L’ambition d’essaimer
A l’échelle de la ville capitale qu’est Paris, ce mouvement mêlant ESS et économie circulaire est fort. Il se mesure par exemple à la multiplicité des projets entrepreneuriaux en la matière, à la création d’offres de formation toujours plus nombreuses, à la popularité des produits labellisés « made in Paris ». Mon objectif, en tant qu’élu ayant la charge de ces sujets, est de contribuer à accélérer ce mouvement, en impulsant des dynamiques de filières, dans le textile, le numérique, la logistique, le bâtiment, les alternatives aux emballages jetables notamment. L’objectif aussi d’organiser en 2024 des Jeux Olympiques et Paralympiques exemplaires tant au plan social qu’environnemental, fait également partie de ma feuille de route.

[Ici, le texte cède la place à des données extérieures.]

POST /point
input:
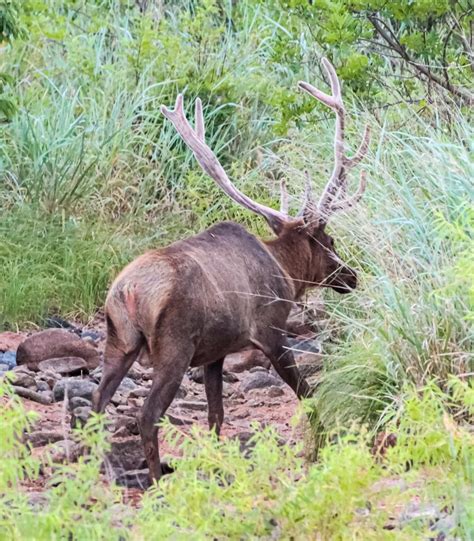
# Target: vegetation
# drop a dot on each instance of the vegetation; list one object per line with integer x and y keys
{"x": 90, "y": 176}
{"x": 218, "y": 492}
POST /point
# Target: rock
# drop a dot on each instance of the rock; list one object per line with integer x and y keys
{"x": 134, "y": 479}
{"x": 139, "y": 392}
{"x": 42, "y": 386}
{"x": 304, "y": 345}
{"x": 54, "y": 343}
{"x": 118, "y": 399}
{"x": 259, "y": 380}
{"x": 37, "y": 500}
{"x": 196, "y": 374}
{"x": 75, "y": 387}
{"x": 8, "y": 358}
{"x": 194, "y": 405}
{"x": 79, "y": 402}
{"x": 57, "y": 322}
{"x": 79, "y": 416}
{"x": 274, "y": 392}
{"x": 42, "y": 398}
{"x": 65, "y": 366}
{"x": 23, "y": 379}
{"x": 126, "y": 424}
{"x": 126, "y": 455}
{"x": 258, "y": 369}
{"x": 127, "y": 385}
{"x": 10, "y": 341}
{"x": 178, "y": 420}
{"x": 416, "y": 511}
{"x": 40, "y": 438}
{"x": 64, "y": 451}
{"x": 93, "y": 336}
{"x": 228, "y": 377}
{"x": 245, "y": 360}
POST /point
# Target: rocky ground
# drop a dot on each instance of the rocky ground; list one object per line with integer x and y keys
{"x": 56, "y": 370}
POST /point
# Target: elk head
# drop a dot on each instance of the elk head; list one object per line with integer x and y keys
{"x": 302, "y": 246}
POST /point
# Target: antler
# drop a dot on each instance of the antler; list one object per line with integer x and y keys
{"x": 334, "y": 196}
{"x": 194, "y": 139}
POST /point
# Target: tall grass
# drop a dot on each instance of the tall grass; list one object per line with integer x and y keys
{"x": 219, "y": 492}
{"x": 91, "y": 175}
{"x": 412, "y": 241}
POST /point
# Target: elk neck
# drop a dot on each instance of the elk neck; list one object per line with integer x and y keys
{"x": 292, "y": 251}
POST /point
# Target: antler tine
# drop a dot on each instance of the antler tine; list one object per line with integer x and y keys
{"x": 194, "y": 139}
{"x": 355, "y": 198}
{"x": 199, "y": 120}
{"x": 337, "y": 184}
{"x": 283, "y": 197}
{"x": 361, "y": 151}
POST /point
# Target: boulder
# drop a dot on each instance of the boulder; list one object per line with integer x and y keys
{"x": 65, "y": 366}
{"x": 260, "y": 380}
{"x": 79, "y": 416}
{"x": 23, "y": 379}
{"x": 245, "y": 360}
{"x": 74, "y": 387}
{"x": 39, "y": 438}
{"x": 126, "y": 455}
{"x": 54, "y": 343}
{"x": 45, "y": 398}
{"x": 8, "y": 358}
{"x": 10, "y": 341}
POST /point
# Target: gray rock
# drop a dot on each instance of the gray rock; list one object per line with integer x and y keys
{"x": 93, "y": 336}
{"x": 416, "y": 511}
{"x": 194, "y": 405}
{"x": 29, "y": 394}
{"x": 8, "y": 358}
{"x": 40, "y": 438}
{"x": 23, "y": 379}
{"x": 304, "y": 345}
{"x": 178, "y": 420}
{"x": 139, "y": 392}
{"x": 126, "y": 455}
{"x": 134, "y": 479}
{"x": 65, "y": 366}
{"x": 274, "y": 392}
{"x": 75, "y": 387}
{"x": 42, "y": 386}
{"x": 54, "y": 343}
{"x": 259, "y": 380}
{"x": 127, "y": 385}
{"x": 126, "y": 424}
{"x": 79, "y": 402}
{"x": 64, "y": 451}
{"x": 245, "y": 360}
{"x": 79, "y": 416}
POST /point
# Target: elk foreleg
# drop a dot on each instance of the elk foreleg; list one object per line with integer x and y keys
{"x": 283, "y": 361}
{"x": 166, "y": 381}
{"x": 213, "y": 386}
{"x": 117, "y": 363}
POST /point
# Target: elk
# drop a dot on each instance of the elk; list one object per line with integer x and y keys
{"x": 197, "y": 300}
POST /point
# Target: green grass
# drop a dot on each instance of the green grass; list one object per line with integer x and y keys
{"x": 216, "y": 491}
{"x": 92, "y": 176}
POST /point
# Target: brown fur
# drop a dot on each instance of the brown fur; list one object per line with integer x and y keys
{"x": 200, "y": 299}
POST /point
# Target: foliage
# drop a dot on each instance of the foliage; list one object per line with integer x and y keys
{"x": 376, "y": 43}
{"x": 269, "y": 492}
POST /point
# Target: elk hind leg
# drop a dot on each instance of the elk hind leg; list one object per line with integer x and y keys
{"x": 213, "y": 387}
{"x": 169, "y": 368}
{"x": 120, "y": 354}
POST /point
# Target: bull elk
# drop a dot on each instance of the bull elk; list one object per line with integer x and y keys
{"x": 223, "y": 290}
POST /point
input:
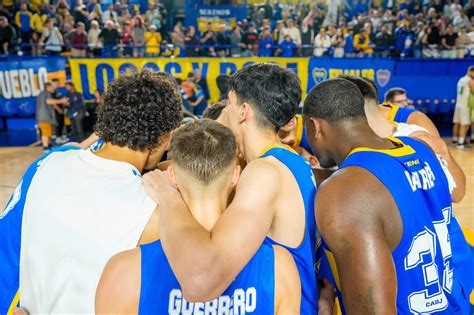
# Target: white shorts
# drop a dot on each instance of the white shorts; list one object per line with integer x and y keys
{"x": 463, "y": 115}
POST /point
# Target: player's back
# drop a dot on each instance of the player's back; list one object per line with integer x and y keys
{"x": 426, "y": 277}
{"x": 252, "y": 292}
{"x": 80, "y": 210}
{"x": 297, "y": 194}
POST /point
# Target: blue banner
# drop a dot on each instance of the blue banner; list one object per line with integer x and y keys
{"x": 217, "y": 15}
{"x": 22, "y": 79}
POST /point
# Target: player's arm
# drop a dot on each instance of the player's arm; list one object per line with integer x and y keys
{"x": 420, "y": 119}
{"x": 347, "y": 209}
{"x": 205, "y": 263}
{"x": 287, "y": 283}
{"x": 118, "y": 291}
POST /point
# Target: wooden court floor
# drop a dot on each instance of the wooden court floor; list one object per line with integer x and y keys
{"x": 15, "y": 160}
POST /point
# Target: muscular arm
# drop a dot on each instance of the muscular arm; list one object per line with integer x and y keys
{"x": 420, "y": 119}
{"x": 118, "y": 291}
{"x": 205, "y": 263}
{"x": 348, "y": 207}
{"x": 287, "y": 283}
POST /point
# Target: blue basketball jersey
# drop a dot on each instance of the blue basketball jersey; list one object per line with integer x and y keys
{"x": 301, "y": 138}
{"x": 428, "y": 281}
{"x": 252, "y": 292}
{"x": 305, "y": 254}
{"x": 398, "y": 114}
{"x": 10, "y": 237}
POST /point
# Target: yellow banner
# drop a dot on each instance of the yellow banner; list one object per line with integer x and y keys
{"x": 90, "y": 75}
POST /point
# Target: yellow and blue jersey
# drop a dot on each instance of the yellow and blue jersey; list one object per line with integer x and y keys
{"x": 433, "y": 260}
{"x": 305, "y": 254}
{"x": 398, "y": 114}
{"x": 10, "y": 237}
{"x": 252, "y": 292}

Ce défi de construire une économie plus durable et respectueuse du vivant est passionnant à relever. Les acteurs économiques ont évidemment un rôle central à y jouer. Et l’ESS, qui y prend déjà toute sa part, a vocation à être sur le devant de la scène. Elle ne prétend pas évidemment à l’hégémonie, dans un tissu économique qui doit rester pluriel. Mais elle porte légitimement l’ambition de changer d’échelle, d’essaimer. Légitimité d’autant plus forte, qu’au fond, c’est ce que souhaitent les françaises et les français.